Black Surgeons and Surgery in America
Title | Black Surgeons and Surgery in America PDF eBook |
Author | Don K. Nakayama |
Publisher | |
Pages | |
Release | 2021-10-22 |
Genre | |
ISBN | 9781736921210 |
A Century of Black Surgeons: Institutional and organizational contributions
Title | A Century of Black Surgeons: Institutional and organizational contributions PDF eBook |
Author | Claude H. Organ |
Publisher | |
Pages | 512 |
Release | 1987 |
Genre | Social Science |
ISBN |
A Century of Black Surgeons: Individual contributions ; Contemporary surgery chairmen ; A current profile of Black surgerons
Title | A Century of Black Surgeons: Individual contributions ; Contemporary surgery chairmen ; A current profile of Black surgerons PDF eBook |
Author | Claude H. Organ |
Publisher | |
Pages | 516 |
Release | 1987 |
Genre | African American physicians |
ISBN |
Forged by the Knife
Title | Forged by the Knife PDF eBook |
Author | Patricia L. Dawson |
Publisher | Open Hand Publishing, LLC |
Pages | 180 |
Release | 1999 |
Genre | Biography & Autobiography |
ISBN | 9780940880641 |
An African American woman surgeon describes the rigorous procedure, both medical & social, which must be endured before qualifying as a surgeon.
Medical Apartheid
Title | Medical Apartheid PDF eBook |
Author | Harriet A. Washington |
Publisher | Vintage |
Pages | 530 |
Release | 2008-01-08 |
Genre | History |
ISBN | 076791547X |
NATIONAL BOOK CRITICS CIRCLE AWARD WINNER • The first full history of Black America’s shocking mistreatment as unwilling and unwitting experimental subjects at the hands of the medical establishment. No one concerned with issues of public health and racial justice can afford not to read this masterful book. "[Washington] has unearthed a shocking amount of information and shaped it into a riveting, carefully documented book." —New York Times From the era of slavery to the present day, starting with the earliest encounters between Black Americans and Western medical researchers and the racist pseudoscience that resulted, Medical Apartheid details the ways both slaves and freedmen were used in hospitals for experiments conducted without their knowledge—a tradition that continues today within some black populations. It reveals how Blacks have historically been prey to grave-robbing as well as unauthorized autopsies and dissections. Moving into the twentieth century, it shows how the pseudoscience of eugenics and social Darwinism was used to justify experimental exploitation and shoddy medical treatment of Blacks. Shocking new details about the government’s notorious Tuskegee experiment are revealed, as are similar, less-well-known medical atrocities conducted by the government, the armed forces, prisons, and private institutions. The product of years of prodigious research into medical journals and experimental reports long undisturbed, Medical Apartheid reveals the hidden underbelly of scientific research and makes possible, for the first time, an understanding of the roots of the African American health deficit. At last, it provides the fullest possible context for comprehending the behavioral fallout that has caused Black Americans to view researchers—and indeed the whole medical establishment—with such deep distrust.

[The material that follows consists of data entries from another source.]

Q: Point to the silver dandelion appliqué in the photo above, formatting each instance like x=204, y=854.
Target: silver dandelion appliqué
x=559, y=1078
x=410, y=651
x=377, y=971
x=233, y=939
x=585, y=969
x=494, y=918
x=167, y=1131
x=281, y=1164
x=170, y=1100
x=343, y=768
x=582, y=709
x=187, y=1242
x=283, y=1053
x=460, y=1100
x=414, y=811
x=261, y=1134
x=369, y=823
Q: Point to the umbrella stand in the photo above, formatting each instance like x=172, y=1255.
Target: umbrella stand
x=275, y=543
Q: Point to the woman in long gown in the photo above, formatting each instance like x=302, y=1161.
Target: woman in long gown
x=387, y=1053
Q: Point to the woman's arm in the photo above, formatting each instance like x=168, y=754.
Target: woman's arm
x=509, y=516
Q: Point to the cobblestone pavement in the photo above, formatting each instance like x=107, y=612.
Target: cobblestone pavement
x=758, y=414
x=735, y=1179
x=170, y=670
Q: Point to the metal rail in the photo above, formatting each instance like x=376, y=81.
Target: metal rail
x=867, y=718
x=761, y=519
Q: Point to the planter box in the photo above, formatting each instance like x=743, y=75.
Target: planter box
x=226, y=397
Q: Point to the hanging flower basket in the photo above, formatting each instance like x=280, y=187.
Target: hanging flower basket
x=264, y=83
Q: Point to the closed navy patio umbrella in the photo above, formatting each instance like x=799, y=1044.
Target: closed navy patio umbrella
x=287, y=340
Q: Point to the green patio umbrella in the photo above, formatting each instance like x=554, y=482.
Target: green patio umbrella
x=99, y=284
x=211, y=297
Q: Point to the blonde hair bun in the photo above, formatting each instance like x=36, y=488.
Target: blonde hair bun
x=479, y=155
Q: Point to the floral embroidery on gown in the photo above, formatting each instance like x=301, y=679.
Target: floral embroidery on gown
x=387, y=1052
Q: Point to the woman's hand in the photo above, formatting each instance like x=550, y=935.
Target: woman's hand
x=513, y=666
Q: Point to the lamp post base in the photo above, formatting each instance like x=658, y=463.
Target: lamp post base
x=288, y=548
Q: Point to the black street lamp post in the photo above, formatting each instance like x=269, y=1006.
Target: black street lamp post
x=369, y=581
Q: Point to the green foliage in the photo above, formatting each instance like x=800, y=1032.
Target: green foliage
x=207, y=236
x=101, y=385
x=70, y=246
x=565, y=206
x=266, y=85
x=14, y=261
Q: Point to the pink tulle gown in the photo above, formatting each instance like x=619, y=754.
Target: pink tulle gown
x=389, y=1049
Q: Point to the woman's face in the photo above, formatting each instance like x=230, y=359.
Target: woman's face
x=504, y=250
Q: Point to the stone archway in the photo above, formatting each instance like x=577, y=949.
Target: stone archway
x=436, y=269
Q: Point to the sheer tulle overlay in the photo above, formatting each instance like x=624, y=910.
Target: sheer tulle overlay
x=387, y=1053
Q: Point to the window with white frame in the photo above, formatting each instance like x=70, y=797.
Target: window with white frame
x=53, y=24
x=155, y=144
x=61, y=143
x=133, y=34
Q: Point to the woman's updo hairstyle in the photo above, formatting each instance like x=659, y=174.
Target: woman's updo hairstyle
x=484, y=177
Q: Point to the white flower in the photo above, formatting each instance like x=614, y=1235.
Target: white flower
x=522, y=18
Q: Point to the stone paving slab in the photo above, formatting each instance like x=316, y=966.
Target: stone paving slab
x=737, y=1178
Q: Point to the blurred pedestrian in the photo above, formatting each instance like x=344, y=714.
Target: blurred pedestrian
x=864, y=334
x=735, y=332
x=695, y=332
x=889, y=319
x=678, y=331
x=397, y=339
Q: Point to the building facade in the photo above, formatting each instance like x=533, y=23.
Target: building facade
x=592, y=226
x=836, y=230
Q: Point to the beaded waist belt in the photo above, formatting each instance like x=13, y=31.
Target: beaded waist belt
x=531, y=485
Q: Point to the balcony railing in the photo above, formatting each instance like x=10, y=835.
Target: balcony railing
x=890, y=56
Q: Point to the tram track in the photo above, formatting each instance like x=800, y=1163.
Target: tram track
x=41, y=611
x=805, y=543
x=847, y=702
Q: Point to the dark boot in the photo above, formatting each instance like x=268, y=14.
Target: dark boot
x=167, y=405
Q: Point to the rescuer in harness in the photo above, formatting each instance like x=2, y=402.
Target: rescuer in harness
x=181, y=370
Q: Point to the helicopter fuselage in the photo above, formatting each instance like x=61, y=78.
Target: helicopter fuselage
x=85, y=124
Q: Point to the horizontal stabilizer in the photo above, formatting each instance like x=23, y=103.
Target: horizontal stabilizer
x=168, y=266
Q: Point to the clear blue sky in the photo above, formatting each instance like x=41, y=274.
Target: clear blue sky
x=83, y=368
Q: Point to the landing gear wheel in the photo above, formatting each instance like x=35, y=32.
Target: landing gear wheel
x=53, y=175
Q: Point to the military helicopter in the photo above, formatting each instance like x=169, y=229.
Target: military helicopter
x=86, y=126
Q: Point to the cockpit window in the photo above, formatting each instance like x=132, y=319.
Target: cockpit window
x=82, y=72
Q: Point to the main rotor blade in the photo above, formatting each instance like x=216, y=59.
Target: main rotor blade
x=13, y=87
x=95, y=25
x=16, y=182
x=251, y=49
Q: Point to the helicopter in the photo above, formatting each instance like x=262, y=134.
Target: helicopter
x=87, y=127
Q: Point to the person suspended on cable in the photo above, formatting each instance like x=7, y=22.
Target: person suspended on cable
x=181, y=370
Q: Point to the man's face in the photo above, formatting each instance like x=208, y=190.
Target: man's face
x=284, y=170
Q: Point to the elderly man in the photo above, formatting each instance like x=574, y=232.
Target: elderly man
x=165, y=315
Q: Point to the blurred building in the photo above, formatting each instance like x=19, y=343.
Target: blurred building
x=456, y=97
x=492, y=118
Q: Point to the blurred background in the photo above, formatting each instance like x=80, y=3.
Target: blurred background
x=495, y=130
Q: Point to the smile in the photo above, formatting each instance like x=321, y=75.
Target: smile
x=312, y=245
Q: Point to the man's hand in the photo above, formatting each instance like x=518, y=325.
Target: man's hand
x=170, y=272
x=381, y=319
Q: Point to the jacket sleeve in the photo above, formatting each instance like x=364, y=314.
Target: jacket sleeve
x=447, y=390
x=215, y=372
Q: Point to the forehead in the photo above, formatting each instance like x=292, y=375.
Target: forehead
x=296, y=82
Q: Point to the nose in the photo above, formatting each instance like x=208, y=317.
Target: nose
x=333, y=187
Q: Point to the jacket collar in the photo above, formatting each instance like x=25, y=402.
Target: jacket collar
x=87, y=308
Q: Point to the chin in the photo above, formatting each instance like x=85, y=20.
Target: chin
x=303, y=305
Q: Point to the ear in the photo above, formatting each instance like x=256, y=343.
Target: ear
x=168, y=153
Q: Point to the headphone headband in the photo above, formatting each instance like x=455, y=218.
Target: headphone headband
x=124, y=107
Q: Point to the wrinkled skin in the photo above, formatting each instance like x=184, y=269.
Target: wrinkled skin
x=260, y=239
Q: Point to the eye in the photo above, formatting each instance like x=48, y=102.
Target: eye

A Century of Black Surgeons
Title | A Century of Black Surgeons PDF eBook |
Author | |
Publisher | |
Pages | |
Release | 1987 |
Genre | |
ISBN |
African American Medicine in Washington, D.C.
Title | African American Medicine in Washington, D.C. PDF eBook |
Author | Heather Butts |
Publisher | Arcadia Publishing |
Pages | 170 |
Release | 2014-11-18 |
Genre | History |
ISBN | 1625851898 |
The true story of the black doctors and nurses who tended to Civil War soldiers in the capital. Just as African Americans fought in defense of the Union during the Civil War, African American nurses, doctors, and surgeons worked to heal those soldiers. In the nation’s capital, these brave healthcare workers created a medical infrastructure for African Americans, by African Americans. Preeminent surgeon Alexander T. Augusta fought discrimination, visited President Lincoln, testified before Congress, and aided the war effort. Washington’s Freedmen’s Hospital was formed to serve the District’s growing free African American population, eventually becoming the Howard University Medical Center. These physicians would form the National Medical Association, the largest and oldest organization representing African American doctors and patients. This book recounts the heroic lives and work of Washington’s African American medical community during the Civil War.